AOMTS

Visit

My Age: 18

AOMTS (Aurora Optimized Multi-Token Superposition) is a controlled ablation grid I ran to measure whether Token Superposition Training (TST) and Multi-Token Prediction (MTP) improve pretraining quality — alone and combined — before scaling winners to larger models.

All nine checkpoints share the same ~100M-parameter backbone (12 layers, d=512, 8 heads, SwiGLU FFN, 16k BPE, 2,048 context, RMSNorm, RoPE, tied embeddings) and an equal 3,000-step budget on open-index/open-wikipedia-markdown. Aurora optimizes 2D matrix weights; AdamW handles embeddings and norms. TST runs use bag size s=6 (900 superposition steps compressing 12,288 raw tokens into 2,048 positions, then 2,100 recovery steps with optimizer/LR state carried over). MTP auxiliary heads (weight 0.1) are training-only and excluded from reported val loss.

Key findings (validation loss in nats, lower is better; baseline = Base 0MTP run2 at 2.287):
• TST alone: ~0.073 nats improvement over baseline
• MTP=1 alone: ~0.011 nats improvement
• Best: TST + MTP=1 → 2.205 (AOMTS-TST-s6-100M-3k-1MTP-v1)
• TST + MTP=2 did not beat MTP=1 at this scale (2.215 vs 2.205)
• Resetting optimizer state at TST phase 2 hurt quality (2.303 vs 2.214 for TST-only)
• Cosine LR underperformed WSD for MTP=1 baseline (2.355 vs 2.276)

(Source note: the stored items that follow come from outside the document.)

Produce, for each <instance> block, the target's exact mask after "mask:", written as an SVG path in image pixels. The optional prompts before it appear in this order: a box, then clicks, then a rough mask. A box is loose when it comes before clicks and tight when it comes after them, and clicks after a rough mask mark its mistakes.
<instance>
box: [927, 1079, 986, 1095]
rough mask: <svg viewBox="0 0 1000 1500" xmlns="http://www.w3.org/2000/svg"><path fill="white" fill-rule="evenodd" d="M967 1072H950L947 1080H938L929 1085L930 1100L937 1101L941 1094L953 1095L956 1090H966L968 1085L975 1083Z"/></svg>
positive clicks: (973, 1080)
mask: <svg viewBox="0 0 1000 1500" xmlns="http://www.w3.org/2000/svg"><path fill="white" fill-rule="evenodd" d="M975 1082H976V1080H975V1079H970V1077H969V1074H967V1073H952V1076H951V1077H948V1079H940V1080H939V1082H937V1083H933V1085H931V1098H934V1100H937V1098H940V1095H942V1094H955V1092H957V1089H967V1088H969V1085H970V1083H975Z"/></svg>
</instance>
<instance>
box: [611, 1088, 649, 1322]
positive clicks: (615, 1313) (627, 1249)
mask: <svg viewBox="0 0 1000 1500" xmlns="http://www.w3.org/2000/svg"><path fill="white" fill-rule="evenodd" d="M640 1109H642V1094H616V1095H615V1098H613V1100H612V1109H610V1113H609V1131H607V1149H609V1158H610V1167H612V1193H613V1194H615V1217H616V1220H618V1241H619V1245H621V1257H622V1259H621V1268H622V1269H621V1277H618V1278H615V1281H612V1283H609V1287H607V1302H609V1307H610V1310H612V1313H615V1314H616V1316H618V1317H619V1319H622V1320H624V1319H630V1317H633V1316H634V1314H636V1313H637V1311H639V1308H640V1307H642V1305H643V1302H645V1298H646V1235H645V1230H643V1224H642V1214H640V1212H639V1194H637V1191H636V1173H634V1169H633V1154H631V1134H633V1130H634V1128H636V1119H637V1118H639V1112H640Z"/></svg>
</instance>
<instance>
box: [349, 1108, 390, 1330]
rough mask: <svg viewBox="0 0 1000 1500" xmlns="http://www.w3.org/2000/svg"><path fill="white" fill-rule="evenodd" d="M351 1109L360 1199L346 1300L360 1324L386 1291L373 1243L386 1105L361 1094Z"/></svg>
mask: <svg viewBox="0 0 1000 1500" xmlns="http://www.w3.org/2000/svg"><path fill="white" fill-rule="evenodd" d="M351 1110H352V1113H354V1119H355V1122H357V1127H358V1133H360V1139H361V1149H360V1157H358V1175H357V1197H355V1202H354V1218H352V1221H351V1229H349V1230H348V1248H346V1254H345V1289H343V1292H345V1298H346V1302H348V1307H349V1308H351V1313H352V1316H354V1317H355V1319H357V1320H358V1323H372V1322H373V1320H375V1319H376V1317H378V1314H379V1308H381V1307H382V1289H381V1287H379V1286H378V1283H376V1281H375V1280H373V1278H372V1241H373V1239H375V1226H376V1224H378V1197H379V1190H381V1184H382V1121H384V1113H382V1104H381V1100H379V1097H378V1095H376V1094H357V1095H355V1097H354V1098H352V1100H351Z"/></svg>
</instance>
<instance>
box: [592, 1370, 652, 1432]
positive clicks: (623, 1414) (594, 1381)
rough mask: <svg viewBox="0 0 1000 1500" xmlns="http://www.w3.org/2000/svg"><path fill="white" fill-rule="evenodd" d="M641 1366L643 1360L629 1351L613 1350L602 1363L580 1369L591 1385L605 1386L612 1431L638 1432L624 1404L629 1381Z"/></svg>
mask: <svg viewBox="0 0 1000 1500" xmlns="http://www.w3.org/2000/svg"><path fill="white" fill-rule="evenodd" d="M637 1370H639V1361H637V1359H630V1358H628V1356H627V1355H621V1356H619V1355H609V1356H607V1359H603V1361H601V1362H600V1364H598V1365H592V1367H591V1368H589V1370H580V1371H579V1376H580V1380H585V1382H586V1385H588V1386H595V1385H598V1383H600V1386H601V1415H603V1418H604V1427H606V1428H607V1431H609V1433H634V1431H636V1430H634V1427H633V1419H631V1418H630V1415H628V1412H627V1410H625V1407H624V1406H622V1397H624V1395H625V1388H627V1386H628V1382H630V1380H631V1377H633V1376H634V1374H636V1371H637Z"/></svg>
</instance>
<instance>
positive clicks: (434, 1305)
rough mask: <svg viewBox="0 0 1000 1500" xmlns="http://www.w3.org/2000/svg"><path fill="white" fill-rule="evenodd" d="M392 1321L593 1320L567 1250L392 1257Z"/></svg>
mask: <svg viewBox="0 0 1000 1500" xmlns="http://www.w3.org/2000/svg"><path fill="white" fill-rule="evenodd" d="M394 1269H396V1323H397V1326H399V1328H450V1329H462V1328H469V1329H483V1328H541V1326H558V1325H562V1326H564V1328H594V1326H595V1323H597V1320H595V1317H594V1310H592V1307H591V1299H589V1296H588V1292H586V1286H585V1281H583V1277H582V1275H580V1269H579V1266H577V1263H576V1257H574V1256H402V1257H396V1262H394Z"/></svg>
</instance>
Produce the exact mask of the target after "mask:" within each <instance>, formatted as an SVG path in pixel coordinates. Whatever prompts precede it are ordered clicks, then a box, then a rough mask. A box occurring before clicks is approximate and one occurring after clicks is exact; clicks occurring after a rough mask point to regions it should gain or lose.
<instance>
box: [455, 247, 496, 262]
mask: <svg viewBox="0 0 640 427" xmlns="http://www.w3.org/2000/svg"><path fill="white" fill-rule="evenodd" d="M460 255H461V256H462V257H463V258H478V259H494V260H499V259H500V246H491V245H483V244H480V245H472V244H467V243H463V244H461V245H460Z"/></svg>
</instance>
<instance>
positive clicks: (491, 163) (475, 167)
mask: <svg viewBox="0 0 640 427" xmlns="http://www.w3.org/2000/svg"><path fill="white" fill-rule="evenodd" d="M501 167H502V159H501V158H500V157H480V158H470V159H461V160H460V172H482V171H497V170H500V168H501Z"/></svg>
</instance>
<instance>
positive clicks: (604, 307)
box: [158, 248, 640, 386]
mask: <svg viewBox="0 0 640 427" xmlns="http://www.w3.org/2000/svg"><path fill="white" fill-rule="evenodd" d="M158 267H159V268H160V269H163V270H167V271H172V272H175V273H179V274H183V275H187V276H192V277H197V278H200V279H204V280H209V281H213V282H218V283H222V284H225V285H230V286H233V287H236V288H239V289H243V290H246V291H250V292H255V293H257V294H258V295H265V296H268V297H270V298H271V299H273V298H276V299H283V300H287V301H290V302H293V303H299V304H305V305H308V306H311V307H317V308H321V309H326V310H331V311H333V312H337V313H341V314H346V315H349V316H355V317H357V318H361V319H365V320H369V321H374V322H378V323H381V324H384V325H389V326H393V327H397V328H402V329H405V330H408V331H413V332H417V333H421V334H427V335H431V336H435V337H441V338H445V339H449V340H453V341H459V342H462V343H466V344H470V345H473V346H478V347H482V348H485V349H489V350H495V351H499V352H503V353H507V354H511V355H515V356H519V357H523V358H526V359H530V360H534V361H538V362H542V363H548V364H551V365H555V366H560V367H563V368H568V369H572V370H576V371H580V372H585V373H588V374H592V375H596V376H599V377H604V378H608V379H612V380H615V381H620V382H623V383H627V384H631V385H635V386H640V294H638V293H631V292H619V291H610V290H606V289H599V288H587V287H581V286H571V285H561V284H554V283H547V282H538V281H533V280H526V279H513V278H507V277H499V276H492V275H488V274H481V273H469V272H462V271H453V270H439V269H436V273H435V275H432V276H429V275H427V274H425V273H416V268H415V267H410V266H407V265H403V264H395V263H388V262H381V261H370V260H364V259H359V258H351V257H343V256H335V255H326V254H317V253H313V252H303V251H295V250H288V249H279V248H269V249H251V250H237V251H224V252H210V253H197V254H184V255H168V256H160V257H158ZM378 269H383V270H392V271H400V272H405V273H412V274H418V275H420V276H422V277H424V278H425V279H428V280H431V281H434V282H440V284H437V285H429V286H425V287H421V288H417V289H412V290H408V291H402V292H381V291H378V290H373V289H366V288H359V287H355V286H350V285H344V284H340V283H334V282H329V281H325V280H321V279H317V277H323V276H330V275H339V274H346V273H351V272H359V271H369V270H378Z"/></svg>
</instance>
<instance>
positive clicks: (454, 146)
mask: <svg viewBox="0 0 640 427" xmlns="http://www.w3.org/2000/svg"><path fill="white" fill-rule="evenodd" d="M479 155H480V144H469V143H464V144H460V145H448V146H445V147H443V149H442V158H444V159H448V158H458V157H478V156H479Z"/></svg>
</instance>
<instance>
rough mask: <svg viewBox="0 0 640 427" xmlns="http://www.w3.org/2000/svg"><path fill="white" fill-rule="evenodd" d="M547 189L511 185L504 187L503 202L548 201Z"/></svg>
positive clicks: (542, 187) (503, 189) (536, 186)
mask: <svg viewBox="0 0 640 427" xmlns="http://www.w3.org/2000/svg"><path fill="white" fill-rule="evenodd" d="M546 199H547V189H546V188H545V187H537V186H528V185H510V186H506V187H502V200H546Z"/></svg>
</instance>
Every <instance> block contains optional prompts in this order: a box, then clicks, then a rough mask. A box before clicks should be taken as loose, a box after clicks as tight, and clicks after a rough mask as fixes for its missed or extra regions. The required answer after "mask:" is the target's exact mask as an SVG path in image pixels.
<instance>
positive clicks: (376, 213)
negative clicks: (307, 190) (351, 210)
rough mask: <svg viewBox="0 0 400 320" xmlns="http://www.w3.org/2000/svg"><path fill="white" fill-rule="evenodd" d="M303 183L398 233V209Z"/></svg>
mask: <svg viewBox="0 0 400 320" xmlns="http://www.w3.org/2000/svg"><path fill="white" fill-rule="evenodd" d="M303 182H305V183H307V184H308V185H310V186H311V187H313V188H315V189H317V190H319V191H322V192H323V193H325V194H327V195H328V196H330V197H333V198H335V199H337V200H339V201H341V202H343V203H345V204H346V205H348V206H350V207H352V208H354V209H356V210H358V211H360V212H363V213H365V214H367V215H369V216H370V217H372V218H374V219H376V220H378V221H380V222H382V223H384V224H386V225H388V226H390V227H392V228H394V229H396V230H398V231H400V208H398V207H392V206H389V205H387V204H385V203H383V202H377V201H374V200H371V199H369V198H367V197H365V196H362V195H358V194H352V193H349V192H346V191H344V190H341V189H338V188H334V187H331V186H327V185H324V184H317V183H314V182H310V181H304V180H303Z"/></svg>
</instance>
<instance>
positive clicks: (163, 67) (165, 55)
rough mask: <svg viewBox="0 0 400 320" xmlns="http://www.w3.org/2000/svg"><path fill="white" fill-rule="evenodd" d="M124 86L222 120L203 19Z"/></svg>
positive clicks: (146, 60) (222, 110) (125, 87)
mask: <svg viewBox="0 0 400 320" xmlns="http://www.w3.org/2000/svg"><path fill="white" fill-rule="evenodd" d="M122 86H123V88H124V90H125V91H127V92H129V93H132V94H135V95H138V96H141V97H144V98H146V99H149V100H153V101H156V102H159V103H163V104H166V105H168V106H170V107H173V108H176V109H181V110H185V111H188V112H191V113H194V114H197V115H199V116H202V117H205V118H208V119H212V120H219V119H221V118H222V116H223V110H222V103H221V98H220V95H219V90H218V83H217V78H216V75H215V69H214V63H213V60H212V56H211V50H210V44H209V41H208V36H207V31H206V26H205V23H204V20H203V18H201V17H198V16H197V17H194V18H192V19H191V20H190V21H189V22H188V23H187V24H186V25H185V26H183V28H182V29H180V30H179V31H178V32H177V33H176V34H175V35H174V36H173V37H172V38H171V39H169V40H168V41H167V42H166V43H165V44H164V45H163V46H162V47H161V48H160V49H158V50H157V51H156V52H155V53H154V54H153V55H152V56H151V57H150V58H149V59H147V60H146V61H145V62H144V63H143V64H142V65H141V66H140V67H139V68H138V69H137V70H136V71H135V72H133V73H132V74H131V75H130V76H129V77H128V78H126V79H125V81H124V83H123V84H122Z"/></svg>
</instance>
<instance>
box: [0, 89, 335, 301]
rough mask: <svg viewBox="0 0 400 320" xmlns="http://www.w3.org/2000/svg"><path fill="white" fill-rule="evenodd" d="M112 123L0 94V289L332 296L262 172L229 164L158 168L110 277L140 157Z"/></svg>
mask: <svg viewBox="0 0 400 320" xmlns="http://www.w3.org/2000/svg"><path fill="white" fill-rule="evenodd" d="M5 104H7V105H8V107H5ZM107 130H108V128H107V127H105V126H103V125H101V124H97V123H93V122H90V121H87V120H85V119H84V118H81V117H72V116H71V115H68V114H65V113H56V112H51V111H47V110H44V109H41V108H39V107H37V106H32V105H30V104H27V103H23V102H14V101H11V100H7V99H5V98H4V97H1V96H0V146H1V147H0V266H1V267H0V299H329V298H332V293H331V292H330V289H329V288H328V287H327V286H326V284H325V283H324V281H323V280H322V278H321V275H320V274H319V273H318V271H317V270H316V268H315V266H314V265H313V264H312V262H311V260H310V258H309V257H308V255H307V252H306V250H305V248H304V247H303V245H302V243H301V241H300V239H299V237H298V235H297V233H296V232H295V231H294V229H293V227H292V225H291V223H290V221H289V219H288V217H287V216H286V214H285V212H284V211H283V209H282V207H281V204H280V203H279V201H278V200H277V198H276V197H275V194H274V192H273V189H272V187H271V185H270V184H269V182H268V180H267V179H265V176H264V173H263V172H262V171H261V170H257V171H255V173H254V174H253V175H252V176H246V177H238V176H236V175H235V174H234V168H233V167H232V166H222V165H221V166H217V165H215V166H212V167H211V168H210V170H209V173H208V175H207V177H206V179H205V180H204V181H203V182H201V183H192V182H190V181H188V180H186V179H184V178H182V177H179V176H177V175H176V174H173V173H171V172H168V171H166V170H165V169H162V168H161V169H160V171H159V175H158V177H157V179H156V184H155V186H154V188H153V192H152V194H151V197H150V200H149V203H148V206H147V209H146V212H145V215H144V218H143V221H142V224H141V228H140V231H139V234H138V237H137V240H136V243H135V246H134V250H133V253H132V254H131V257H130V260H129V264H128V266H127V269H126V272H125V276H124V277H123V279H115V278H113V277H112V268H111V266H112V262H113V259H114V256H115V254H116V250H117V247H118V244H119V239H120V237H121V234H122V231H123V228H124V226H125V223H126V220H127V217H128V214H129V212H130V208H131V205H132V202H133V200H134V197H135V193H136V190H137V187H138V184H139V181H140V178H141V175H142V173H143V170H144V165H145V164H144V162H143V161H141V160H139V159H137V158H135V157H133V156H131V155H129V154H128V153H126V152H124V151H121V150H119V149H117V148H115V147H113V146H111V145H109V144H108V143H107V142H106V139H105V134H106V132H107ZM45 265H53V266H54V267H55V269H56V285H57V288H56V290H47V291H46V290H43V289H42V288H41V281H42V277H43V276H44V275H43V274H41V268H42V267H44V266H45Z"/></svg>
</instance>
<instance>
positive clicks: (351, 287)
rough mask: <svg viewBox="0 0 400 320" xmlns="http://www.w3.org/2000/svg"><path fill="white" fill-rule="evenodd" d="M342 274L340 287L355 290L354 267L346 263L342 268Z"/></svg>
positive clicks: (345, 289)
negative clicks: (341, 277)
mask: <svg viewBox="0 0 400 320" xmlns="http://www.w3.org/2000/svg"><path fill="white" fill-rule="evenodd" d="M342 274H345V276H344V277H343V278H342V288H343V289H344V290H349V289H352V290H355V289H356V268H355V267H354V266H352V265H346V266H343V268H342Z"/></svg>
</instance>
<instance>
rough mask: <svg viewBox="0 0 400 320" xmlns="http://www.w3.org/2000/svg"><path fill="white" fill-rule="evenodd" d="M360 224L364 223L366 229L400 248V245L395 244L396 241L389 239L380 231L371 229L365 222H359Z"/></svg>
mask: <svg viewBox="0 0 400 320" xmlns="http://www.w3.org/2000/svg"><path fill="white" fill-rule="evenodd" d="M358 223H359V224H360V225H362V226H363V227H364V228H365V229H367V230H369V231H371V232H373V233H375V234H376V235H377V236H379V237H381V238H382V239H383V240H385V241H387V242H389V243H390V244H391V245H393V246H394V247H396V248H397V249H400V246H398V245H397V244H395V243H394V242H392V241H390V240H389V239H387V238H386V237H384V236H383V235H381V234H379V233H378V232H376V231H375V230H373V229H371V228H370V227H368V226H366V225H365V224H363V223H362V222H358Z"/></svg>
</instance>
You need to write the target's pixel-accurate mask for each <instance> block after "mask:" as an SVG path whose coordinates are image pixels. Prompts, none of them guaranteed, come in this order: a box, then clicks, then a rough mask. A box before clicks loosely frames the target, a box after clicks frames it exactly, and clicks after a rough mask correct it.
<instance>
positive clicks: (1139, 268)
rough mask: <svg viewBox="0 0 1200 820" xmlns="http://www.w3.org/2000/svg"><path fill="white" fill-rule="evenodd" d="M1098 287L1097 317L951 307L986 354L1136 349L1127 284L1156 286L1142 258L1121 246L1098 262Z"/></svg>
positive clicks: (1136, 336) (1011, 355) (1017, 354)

Full grid (sorted by val loss): TST+MTP=1 2.205 · TST-only 2.214 · TST+MTP=2 2.215 · Base+MTP=1 2.276 · Base+MTP=2 2.284 · Base 0MTP run2 2.287 · TST reset 2.303 · Base+MTP=1 cosine 2.355 · early Base 0MTP v1 2.376

Screening at ~100M / 3k steps was chosen because prior 200M–500M sweeps showed the winning configuration was usually ahead by step 2,000 — fast enough to run many conditions in parallel. Top candidates from this series informed my Chinchilla-optimal 300M ConvSwiGLU vs SwiGLU runs. Each repo includes modeling_aomts.py for inference.